Lo mismo pasa con Javier Núñez López, exchofer de Andrés López Beltrán quien, tras haber estado en Pemex, hoy ocupa un cargo clave en planeación en Infonavit. Frida Palacios García, que aparece desde la gestión de Rocío Nahle, ocupó la coordinación financiera en Pemex y su esposo, Víctor David Palacios Gutiérrez, era titular de la subsecretaría de Hidrocarburos en SENER; a este último se le vincula con operaciones de huachicol y por favorecer a su hijo en venta de diésel. Pero más allá de sus nombres, lo grave es lo que hacen.
Negocios cruzados
El programa “Vivienda para el Bienestar”, fue presentado como solución a los abusos del pasado, sin embargo, reportes apuntan a que se han asignado miles de millones de pesos sin procesos competitivos transparentes a empresas vinculadas con Romero Oropeza.
Lo más delicado es que las compañías beneficiadas son firmas que antes operaban en sectores completamente distintos, como el energético o el industrial, que ahora reciben contratos para la construcción de vivienda.
Casos como Inmobiliarios Mexicanos, Interservicios de Tabasco o Metal Mecánica PGB confirman la reasignación de negocios públicos hacia grupos privilegiados que no garantizan experiencia ni calidad en el sector.
Este sistema de adjudicación de los recursos públicos también plantea otro tipo de riesgos: lo que se está construyendo. Se replican errores del pasado como dimensiones reducidas, urbanización deficiente y cuestionamientos sobre la calidad de los materiales y la construcción.
Aunque México ya enfrentó el fracaso de casas abandonadas y desarrollos sin servicios, todo indica que esa historia podría repetirse.
El costo lo pagan los trabajadores
El impacto real lo resienten los derechohabientes que adquieren viviendas de bajo valor a través de créditos cuyo trámite es lento, burocrático y puede extenderse durante meses. Pero, hay algo más difícil de justificar, que el Infonavit, creado para facilitar el acceso a la vivienda, en muchas ocasiones ofrece condiciones menos competitivas que la banca comercial.

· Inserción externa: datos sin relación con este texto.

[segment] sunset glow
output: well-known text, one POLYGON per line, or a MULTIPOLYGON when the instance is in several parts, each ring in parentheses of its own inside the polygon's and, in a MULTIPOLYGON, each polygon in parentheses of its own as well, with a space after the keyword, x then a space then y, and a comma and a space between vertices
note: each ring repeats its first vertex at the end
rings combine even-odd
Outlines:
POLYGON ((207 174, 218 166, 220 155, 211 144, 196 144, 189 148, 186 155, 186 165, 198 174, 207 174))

Tasas más elevadas, menor flexibilidad y esquemas de financiamiento poco claros, que colocan al trabajador en una posición de desventaja a pesar de que son sus propias aportaciones las que sostienen el sistema.

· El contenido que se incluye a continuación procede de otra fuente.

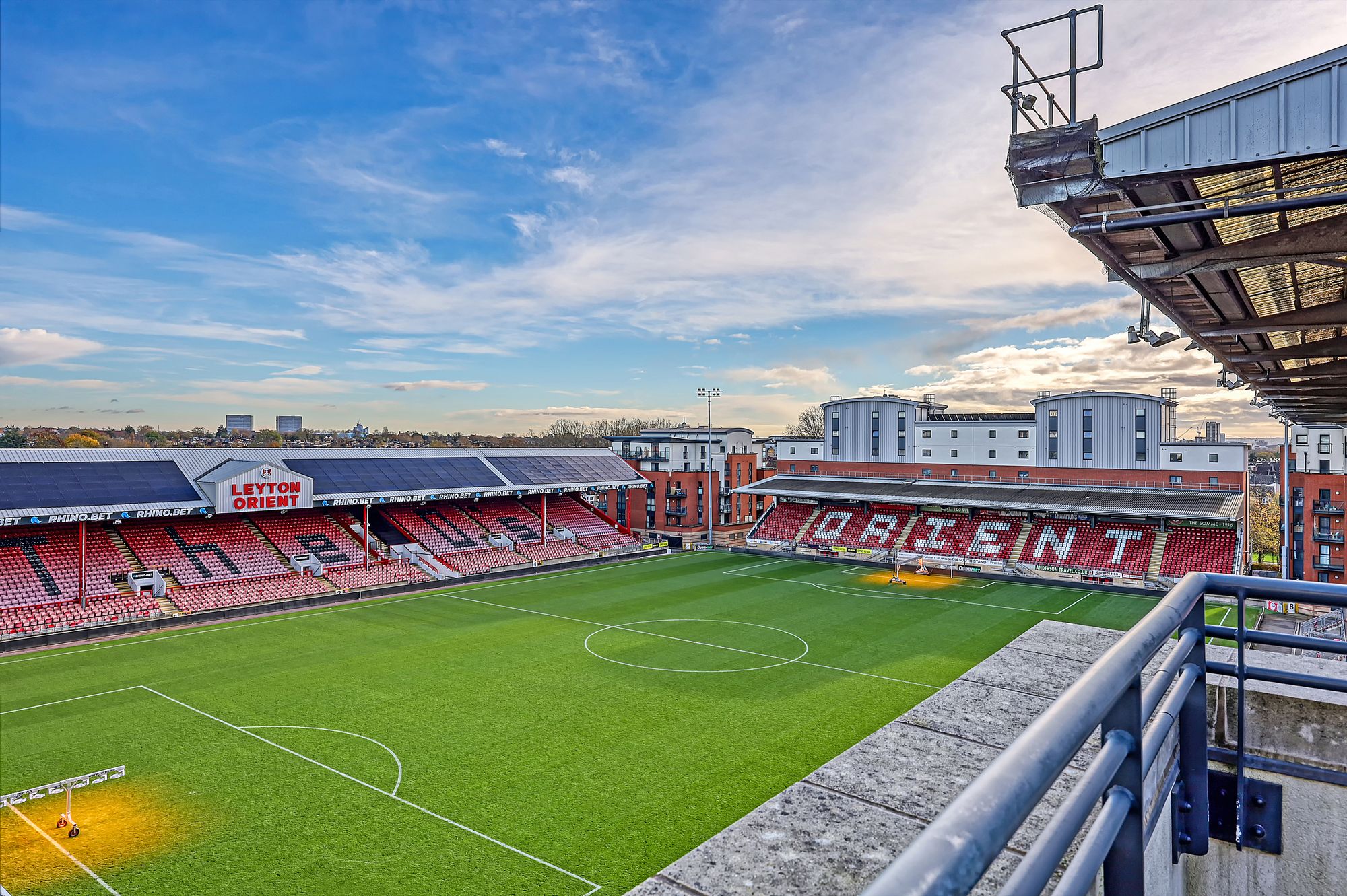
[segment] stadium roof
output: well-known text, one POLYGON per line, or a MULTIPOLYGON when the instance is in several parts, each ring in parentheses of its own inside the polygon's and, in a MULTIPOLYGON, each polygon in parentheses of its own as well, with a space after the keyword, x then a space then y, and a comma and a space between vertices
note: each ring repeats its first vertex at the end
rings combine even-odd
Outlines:
MULTIPOLYGON (((1347 46, 1096 129, 1010 139, 1021 206, 1292 422, 1347 422, 1347 46)), ((1140 322, 1137 340, 1165 335, 1140 322)))
POLYGON ((815 500, 869 500, 1175 519, 1238 519, 1243 515, 1243 494, 1238 491, 776 475, 735 488, 734 492, 815 500))
POLYGON ((5 448, 0 522, 211 513, 213 484, 263 464, 314 506, 648 484, 606 448, 5 448))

Una distorsión profunda del modelo original. El modelo diseñado para ser una herramienta de justicia social, convertido en un mecanismo corrupto, donde el trabajador financia, no decide y se endeuda por décadas.

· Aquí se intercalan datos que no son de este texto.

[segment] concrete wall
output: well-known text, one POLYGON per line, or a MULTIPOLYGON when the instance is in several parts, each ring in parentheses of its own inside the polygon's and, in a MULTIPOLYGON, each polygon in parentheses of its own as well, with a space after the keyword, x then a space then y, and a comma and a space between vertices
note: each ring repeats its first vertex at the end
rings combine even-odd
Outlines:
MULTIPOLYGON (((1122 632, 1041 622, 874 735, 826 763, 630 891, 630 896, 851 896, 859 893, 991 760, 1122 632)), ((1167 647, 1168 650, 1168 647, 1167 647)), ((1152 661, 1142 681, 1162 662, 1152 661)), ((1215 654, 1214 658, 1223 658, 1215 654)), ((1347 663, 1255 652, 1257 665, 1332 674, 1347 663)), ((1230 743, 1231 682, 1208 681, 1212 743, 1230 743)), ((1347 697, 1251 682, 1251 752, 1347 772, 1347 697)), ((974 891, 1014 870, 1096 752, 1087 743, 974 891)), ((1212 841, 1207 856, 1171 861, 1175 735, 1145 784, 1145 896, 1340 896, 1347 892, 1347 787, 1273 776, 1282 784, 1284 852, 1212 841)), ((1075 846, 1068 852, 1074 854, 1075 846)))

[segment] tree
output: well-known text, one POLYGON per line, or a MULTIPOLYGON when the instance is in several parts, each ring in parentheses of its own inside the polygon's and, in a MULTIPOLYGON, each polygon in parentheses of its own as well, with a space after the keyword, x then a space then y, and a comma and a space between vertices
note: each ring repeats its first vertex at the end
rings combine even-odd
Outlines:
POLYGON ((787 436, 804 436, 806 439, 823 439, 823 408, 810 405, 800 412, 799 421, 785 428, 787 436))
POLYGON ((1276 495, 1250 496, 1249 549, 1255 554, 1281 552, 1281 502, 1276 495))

El Infonavit administra cientos de miles de millones de pesos que, sin contrapesos efectivos, pueden convertirse en una herramienta política de gran alcance.
La historia tiene ejemplos de lo que pasa cuando las instituciones públicas se subordinan a los intereses del partido en turno: corrupción, ineficiencia y pérdida de confianza. Y el Infonavit, claramente, no es la excepción.